Parents advise kids never to talk to or trust strangers. It’s extremely hard to stay truly independent in a new land, with hardly anybody you know. You are left to decide on your own instincts to trust people who come forward to help you. All the “protective” men in my life have warned me to be especially careful with a stranger who happens to be a man/guy (discrimination I agree – but it has some truth to it). When such a man portrays the impression of an impeccable gentleman, next to the ranks of Sir Gallahad (or maybe it was someone else), speaking out these idealistic statements of his impressions on life and girls, you stop and ponder. Experience would teach all girls that you need to wish on a million falling stars to meet a man who is as idealistic as every girl imagines. When you do meet such a person, it’s skepticism all over. Proof that women can be complex and very hard to please, I guess. Just because the men in my life have painted a picture of the general populace of average men, it doesn’t mean there can’t be some with all those idealistic qualities, that are deemed nonexistent by others. Have we lost hope on feelings such as genuine affection a man can have on a girl, without any undercurrent of anything more? Have we progressed to a state where a man calling another girl his sister, is laughed hysterically at, with the sheer incredulity of it?
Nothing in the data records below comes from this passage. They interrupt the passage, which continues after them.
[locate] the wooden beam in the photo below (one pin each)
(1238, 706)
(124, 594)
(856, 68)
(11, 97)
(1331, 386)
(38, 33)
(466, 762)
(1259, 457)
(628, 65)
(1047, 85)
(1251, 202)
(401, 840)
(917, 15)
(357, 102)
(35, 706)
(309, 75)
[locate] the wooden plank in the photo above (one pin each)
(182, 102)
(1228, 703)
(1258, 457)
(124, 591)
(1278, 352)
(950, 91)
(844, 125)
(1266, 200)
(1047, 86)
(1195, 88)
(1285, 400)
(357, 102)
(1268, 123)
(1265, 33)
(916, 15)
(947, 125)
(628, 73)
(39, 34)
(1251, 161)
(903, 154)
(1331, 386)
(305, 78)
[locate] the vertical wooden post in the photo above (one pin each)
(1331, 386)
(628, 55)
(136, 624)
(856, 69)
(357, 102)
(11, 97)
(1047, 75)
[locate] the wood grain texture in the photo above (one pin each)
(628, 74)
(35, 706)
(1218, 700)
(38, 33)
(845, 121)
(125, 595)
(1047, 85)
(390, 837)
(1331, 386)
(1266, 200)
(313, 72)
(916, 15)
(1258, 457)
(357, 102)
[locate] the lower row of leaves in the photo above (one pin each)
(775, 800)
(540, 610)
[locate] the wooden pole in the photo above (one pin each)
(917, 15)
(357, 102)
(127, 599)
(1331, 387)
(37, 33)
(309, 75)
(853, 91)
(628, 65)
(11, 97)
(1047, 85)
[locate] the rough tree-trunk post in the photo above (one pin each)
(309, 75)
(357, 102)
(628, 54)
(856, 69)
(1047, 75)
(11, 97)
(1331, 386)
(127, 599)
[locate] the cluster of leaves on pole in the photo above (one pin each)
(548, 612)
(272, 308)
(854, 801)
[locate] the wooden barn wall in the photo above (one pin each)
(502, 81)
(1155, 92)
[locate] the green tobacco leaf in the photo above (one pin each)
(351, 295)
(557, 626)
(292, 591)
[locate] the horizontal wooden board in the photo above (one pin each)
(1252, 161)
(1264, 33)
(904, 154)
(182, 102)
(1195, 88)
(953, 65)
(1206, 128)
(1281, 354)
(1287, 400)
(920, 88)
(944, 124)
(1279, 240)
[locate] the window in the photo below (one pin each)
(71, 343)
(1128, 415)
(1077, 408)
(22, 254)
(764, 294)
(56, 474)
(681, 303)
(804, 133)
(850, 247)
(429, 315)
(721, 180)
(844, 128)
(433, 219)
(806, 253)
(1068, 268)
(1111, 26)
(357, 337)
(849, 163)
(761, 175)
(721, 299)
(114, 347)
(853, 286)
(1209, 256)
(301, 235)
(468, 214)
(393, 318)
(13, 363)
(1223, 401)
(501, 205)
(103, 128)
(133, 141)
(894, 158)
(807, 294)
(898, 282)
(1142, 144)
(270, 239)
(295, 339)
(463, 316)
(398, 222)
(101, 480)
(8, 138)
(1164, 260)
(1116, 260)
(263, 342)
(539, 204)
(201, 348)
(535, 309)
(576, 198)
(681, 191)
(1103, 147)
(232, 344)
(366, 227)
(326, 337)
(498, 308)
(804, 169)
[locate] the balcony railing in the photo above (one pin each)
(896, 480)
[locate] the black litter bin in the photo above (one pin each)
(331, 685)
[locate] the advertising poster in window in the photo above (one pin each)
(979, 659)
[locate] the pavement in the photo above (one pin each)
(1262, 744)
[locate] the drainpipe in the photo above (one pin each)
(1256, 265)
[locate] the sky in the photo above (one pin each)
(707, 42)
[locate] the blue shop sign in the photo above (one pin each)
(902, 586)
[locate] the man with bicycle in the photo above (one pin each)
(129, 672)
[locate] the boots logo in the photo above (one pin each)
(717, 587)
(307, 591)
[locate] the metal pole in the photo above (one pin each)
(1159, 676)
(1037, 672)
But how do you know when a person is stretching his limit in taking you for a Miss. Softy Pie who would buy something that is totally ridiculous? How do you know he isn’t cheating and he does belong to that magic 1% when he calls you his sister? At some level it is incredible to me because no man can be so idealistically angelic. Do I really know so many men to know that for a fact? So what if my guy friends vouch that no fellow man can be so? Is their influence so strong on my thought process?
All of this just brought to light the nagging stereotyped images that really corrupt the mind and plants notions involuntarily. It’s hard to shake them off. But it’s a sad plight that gender precipitates such judgments. I earnestly discuss this with friends and close ones, and they only reiterate my beliefs. This is extremely sad. Have we lost hope on humanity that a genuinely nice and helpful person runs the risk of being looked at with a skeptical eye? Has it become so difficult for a person who is radically different to be taken seriously by others, without being compared to his native template? It is equally sad that each of us have invariably had bad experiences causing us to question such instances.
It’s ironic that we keep complaining about the absence of good will and kindness among people – but such qualities in excess seem to scare us to the extent of distrust. Being too idealistic and too perfect is equated to a mirage. I guess we have ‘progressed’ to the state of realization that some evil has to reside in all good.